Page 1 of 1

Regarding Quality stage Match Concept

Posted: Wed Jan 31, 2007 4:04 am
by thesri
In Match Stage how can i assign weight for every field and what is composite weight..Is there is some samples to help me....Thanks in advance.....

Posted: Wed Jan 31, 2007 4:37 am
by ray.wurlod
Welcome aboard. :D

While you CAN assign weight to every field in the Match stage, you don't want to. Let QualityStage calculate the weights based on the frequency distributions in the data, which you may have reported upon in an investigation.

There are agreement and disagreement weights calculated. You can bias these by altering them based upon external knowledge (typically about the general population compared to the sample upon which the frequencies were calculated). The agreement and disagreement weights are calculated for every field (unless excluded specifically from analysis) and reflect the "information content" - how rare the value is in its domain.

The agreement and disagreement weights are summed across the non-excluded fields in each record to yield the aggregate weight. It is the aggregate weights that determine which are masters, which are duplicates and which are residuals during the match.

You can set cutoff points that govern the decision whether a pair of records is a match or not, based on the aggregate weight of the putative duplicate.

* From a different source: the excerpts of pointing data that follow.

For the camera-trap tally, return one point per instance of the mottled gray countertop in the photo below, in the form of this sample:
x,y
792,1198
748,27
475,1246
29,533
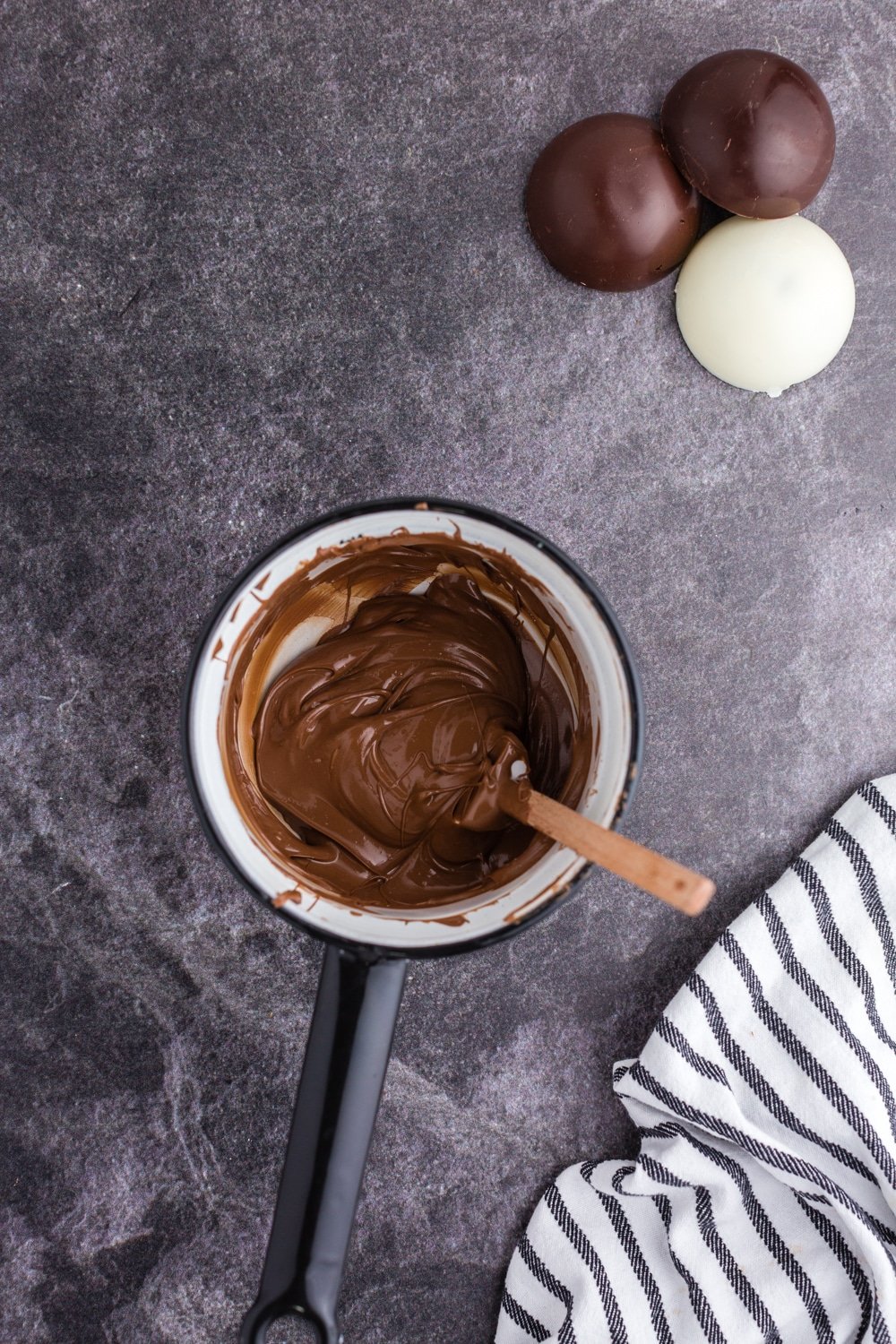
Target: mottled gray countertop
x,y
263,258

Posted: Wed Feb 07, 2007 10:16 am
by Alexander
In my opinion, the weights based on the frequency distribuitions should only be used on fields with well known values, not over fields wich accept free text, because the frequency tables will not cover all the range, and the result can fall into extreme situations.

If you assign weight to every field you will lose a potencial tool of QS, but on the other hand you will control the weight give to wich record. And that can be a great advantage.

You can give fixed weigth as first step, and then adjust it to use frequency fields :idea:.

Good luke!!!